Hacker News new | ask | show | jobs
by fstrthnscnd 1694 days ago
> Plus, as I wrote elsewhere, gzipping your JSON will result in essentially "avoiding having to repeat every field name" by dictionary coding it.

Gzipping indeed helps in getting mostly back the space taken by the field names, but a parser will still have to parse these strings. On a large document, this might have a performance impact.

One good side of having the field names however is that one can reorder them adlib.

1 comments

That's true, but the main argument made by the website is about the space advantage, so it's very relevant that that space advantage is basically nullified by the widespread use of compression.

If your worry is parsing speed, then JSON not only has battle-tested parsers, but also has SIMD-assisted parsers which can process gigabytes a second on a single core (e.g. https://github.com/simdjson/simdjson).
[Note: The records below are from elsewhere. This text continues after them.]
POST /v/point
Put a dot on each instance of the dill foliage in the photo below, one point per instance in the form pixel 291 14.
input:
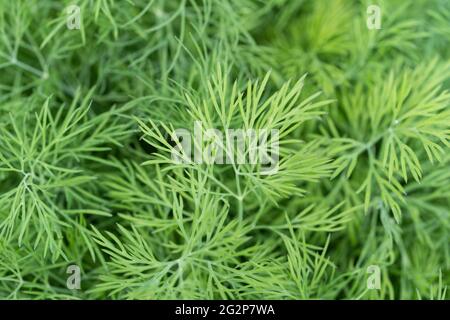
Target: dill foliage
pixel 86 133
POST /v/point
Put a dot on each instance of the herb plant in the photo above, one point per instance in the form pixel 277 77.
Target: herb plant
pixel 87 122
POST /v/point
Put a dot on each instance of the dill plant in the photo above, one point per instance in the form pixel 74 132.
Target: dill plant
pixel 87 119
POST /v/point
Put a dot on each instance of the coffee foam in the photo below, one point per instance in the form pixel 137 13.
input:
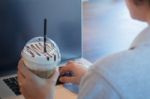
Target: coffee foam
pixel 35 58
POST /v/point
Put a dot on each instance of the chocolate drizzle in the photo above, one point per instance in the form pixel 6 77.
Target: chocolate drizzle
pixel 37 49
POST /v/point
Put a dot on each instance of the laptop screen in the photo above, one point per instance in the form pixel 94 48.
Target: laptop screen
pixel 21 20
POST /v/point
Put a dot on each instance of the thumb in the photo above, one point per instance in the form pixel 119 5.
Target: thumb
pixel 54 77
pixel 66 79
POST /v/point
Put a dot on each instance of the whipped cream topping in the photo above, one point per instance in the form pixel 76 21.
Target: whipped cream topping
pixel 34 56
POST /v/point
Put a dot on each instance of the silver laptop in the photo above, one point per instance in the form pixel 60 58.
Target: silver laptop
pixel 21 20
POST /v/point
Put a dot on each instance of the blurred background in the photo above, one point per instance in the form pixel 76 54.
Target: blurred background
pixel 107 28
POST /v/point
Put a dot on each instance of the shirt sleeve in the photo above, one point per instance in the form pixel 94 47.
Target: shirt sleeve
pixel 95 86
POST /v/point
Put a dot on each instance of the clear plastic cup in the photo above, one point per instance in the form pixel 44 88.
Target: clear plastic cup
pixel 39 62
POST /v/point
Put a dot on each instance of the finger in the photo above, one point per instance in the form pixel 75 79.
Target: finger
pixel 67 79
pixel 67 68
pixel 24 70
pixel 54 77
pixel 21 79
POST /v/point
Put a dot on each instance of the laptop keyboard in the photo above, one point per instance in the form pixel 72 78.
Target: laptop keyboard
pixel 12 83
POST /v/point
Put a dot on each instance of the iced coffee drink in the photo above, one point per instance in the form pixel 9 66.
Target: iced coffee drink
pixel 40 62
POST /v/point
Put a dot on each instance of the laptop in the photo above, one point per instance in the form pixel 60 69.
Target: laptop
pixel 21 20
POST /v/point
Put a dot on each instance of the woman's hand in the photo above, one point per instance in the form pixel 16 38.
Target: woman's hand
pixel 34 87
pixel 77 71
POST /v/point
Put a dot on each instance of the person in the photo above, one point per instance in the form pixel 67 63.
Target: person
pixel 123 75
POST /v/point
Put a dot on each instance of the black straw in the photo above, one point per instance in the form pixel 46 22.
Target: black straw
pixel 45 33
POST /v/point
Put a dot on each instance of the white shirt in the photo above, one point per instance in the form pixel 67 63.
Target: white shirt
pixel 124 75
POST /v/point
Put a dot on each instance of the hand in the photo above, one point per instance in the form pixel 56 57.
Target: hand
pixel 34 87
pixel 77 70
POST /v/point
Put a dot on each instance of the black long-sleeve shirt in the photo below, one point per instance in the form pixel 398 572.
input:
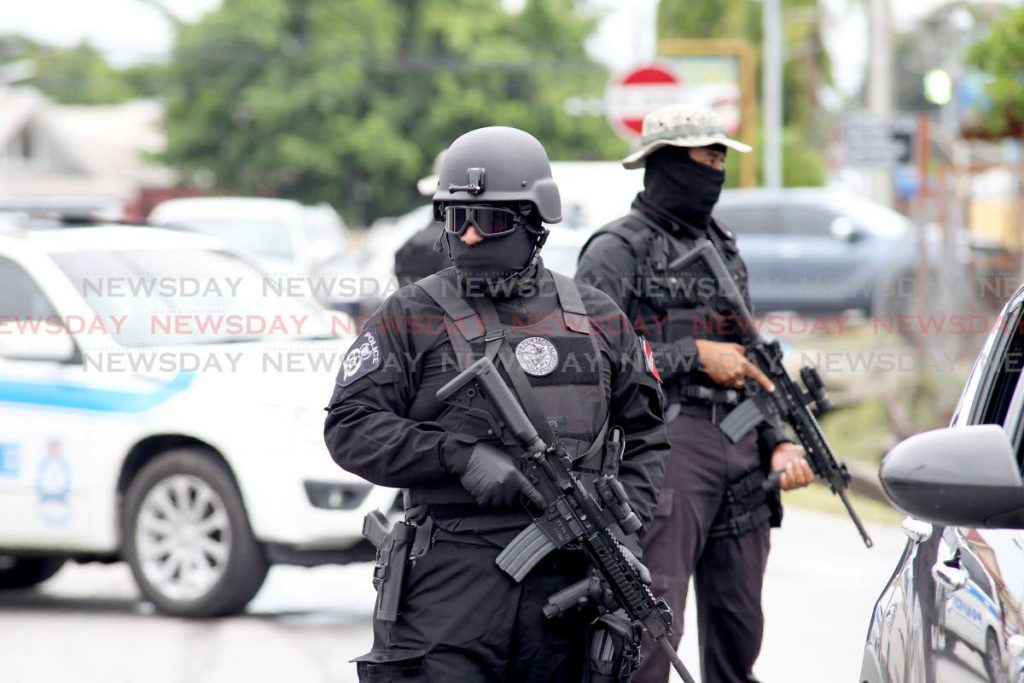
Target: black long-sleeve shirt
pixel 382 425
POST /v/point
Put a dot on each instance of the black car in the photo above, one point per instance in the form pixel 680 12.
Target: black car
pixel 814 250
pixel 953 609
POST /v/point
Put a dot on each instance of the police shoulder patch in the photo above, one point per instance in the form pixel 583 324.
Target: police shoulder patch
pixel 364 356
pixel 648 358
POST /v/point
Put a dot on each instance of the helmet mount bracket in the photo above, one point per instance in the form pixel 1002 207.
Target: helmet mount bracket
pixel 475 184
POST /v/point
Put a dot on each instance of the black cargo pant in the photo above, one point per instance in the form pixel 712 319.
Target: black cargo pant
pixel 462 619
pixel 728 571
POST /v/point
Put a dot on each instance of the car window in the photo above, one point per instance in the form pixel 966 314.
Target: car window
pixel 325 231
pixel 807 219
pixel 256 236
pixel 20 298
pixel 1000 374
pixel 750 218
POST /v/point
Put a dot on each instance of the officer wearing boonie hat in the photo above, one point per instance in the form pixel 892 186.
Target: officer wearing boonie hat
pixel 421 255
pixel 713 517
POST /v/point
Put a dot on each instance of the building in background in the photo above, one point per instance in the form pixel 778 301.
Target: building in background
pixel 97 157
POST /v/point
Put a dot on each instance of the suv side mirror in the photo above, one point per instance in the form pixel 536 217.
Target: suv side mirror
pixel 47 343
pixel 961 476
pixel 845 229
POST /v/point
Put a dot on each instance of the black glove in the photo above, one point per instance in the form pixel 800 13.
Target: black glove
pixel 492 477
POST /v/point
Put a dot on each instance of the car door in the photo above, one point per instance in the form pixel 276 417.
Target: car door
pixel 824 250
pixel 44 447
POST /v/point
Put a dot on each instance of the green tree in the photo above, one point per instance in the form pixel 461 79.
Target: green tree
pixel 77 75
pixel 1001 56
pixel 349 100
pixel 806 69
It would take Internet Object years to develop parsers as performant as that, even if it did, by some miracle, achieve wide uptake. So the notional advantage afforded by not having keys on each row is neither here nor there.

And incidentally, as someone who's written a handful of parsers, I suspect that this scheme would not be particularly easy to parse. You need lookahead because of optional fields, as well as maintaining state and a lookup table for mapping positions to keys, etc. I can draw up a quick parser in pseudocode or Python to explain, if you disagree.
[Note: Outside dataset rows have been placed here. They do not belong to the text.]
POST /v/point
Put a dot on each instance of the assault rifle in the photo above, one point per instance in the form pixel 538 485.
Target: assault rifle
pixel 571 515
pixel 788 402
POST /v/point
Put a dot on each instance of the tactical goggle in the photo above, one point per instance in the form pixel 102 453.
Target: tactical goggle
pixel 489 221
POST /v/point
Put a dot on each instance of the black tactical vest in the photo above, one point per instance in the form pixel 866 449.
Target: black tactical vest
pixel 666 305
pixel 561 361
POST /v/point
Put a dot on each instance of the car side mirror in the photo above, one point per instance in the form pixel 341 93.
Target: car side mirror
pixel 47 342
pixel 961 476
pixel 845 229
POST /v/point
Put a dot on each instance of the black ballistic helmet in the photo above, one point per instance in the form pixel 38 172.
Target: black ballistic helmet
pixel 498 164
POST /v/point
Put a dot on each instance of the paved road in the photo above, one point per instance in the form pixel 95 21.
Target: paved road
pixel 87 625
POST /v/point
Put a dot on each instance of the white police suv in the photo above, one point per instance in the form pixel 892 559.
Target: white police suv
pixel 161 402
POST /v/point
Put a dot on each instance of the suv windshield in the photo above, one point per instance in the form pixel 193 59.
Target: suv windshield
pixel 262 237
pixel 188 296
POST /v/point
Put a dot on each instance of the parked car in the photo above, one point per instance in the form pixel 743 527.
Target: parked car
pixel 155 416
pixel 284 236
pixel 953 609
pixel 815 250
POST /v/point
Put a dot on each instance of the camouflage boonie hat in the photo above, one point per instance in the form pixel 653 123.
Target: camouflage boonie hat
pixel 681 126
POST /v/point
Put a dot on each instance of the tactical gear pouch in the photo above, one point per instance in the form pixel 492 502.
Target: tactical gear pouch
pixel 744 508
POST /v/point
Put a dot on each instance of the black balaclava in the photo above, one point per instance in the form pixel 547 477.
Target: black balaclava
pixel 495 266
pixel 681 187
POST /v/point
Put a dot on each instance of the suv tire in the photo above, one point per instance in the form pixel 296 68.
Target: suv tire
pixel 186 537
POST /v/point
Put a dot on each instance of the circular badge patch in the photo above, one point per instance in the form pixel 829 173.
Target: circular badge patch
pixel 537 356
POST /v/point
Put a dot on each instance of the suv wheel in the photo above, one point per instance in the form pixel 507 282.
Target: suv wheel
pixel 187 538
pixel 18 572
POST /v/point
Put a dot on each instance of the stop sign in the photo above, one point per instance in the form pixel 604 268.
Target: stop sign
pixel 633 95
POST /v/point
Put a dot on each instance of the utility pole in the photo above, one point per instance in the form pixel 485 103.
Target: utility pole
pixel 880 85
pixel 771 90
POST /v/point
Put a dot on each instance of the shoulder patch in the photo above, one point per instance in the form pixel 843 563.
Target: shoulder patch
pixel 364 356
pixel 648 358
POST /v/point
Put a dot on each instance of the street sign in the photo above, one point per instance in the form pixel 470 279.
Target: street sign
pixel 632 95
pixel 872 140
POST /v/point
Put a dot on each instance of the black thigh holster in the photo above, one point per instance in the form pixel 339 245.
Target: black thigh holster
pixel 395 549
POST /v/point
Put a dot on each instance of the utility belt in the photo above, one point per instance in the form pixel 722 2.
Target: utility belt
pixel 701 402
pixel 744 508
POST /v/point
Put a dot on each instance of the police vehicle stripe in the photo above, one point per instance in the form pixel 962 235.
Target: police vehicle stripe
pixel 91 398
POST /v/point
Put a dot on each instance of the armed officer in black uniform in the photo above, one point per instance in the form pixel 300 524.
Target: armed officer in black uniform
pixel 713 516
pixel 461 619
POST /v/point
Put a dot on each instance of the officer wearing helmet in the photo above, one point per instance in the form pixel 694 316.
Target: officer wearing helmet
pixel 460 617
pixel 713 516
> If your worry is parsing speed

I am not personally worried by perf in either case, but I see your point.

> It would take Internet Object years to develop parsers as performant as that

Well, implementing a JSON parser is arguably difficult, for many reasons, I suppose the main one is the flexibility it provides. I don't know if this would be the case for this format however. TBH, I doesn't seem to add too much to CSV, and perhaps it would be simpler to use CSV with the first line of this format has a hint for the data structure.